On the Golden Rule . . .
“One should never do wrong in return, nor mistreat any man, no matter how one has been mistreated by him.”
— Socrates (c. 469–399 BCE)
ETHICISM — An Overview
Inception: Socrates (469-399)
Adherents: [EBI Estimate]
Primary Value Proposition: If one knows the good, one will always do the good. The Word of (about and/or attributed to) God:
• Some Religionists, as well as some secular ethicists, believe that morality cannot really exist without God or gods to provide ontological grounding.

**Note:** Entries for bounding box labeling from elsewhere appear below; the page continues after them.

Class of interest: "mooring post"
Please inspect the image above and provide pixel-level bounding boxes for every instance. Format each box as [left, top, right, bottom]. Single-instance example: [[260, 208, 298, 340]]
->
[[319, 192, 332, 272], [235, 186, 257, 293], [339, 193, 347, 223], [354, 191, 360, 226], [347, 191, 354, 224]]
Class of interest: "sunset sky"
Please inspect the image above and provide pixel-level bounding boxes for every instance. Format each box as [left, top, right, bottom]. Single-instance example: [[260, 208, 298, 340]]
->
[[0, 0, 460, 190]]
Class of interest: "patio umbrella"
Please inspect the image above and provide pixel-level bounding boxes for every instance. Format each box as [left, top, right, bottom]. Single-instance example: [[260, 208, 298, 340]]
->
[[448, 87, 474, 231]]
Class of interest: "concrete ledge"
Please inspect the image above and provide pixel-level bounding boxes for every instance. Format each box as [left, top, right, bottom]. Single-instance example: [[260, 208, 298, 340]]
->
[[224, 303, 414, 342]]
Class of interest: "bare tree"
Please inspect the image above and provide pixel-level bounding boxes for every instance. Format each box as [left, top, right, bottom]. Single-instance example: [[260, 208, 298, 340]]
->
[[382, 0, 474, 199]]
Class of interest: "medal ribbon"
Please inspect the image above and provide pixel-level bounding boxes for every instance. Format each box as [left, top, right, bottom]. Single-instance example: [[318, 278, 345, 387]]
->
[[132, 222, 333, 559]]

Core Beliefs: Socrates’s most famous philosophical ideas include the necessity of doing what one thinks is right even in the face of universal opposition, and the need to pursue knowledge even when opposed. Socrates’ method of philosophical inquiry consisted in questioning people on the positions they asserted and then working them through questions into a contradiction, thus proving to them that their original assertion was wrong. Socrates himself never takes a position; in The Apology he radically and skeptically claims to know nothing at all except that he knows nothing.
Socrates and Plato refer to this method of questioning as elenchus , which means something like “cross-examination.” The Socratic elenchus eventually gave rise to dialectic, the idea that truth needs to be pursued by modifying one’s position through questioning and conflict with opposing ideas. It is this idea of the truth being pursued, rather than discovered, that characterizes Socratic thought and much of our world view today. The Western notion of dialectic is somewhat Socratic in nature in that it is conceived of as an ongoing process. Although Socrates in The Apology claims to have discovered no other truth than that he knows no truth, the Socrates of Plato’s other earlier dialogues is of the opinion that truth is somehow attainable through this process of elenchus.
Socrates was very similar in thought to the Sophists. He was unconcerned with physical or metaphysical questions; the issue of primary importance was ethics, living a good life. He appeared to be a sophist because he seems to tear down every ethical position he’s confronted with; he never offers alternatives after he’s torn down other people’s ideas.
The one positive statement that Socrates seems to have made is a definition of virtue: “virtue is knowledge.” If one knows the good, one will always do the good. It follows, then, that anyone who does anything wrong doesn’t really know what the good is. This, for Socrates, justifies tearing down people’s moral positions, for if they have the wrong ideas about virtue, morality, love, or any other ethical idea, they can’t be trusted to do the right thing.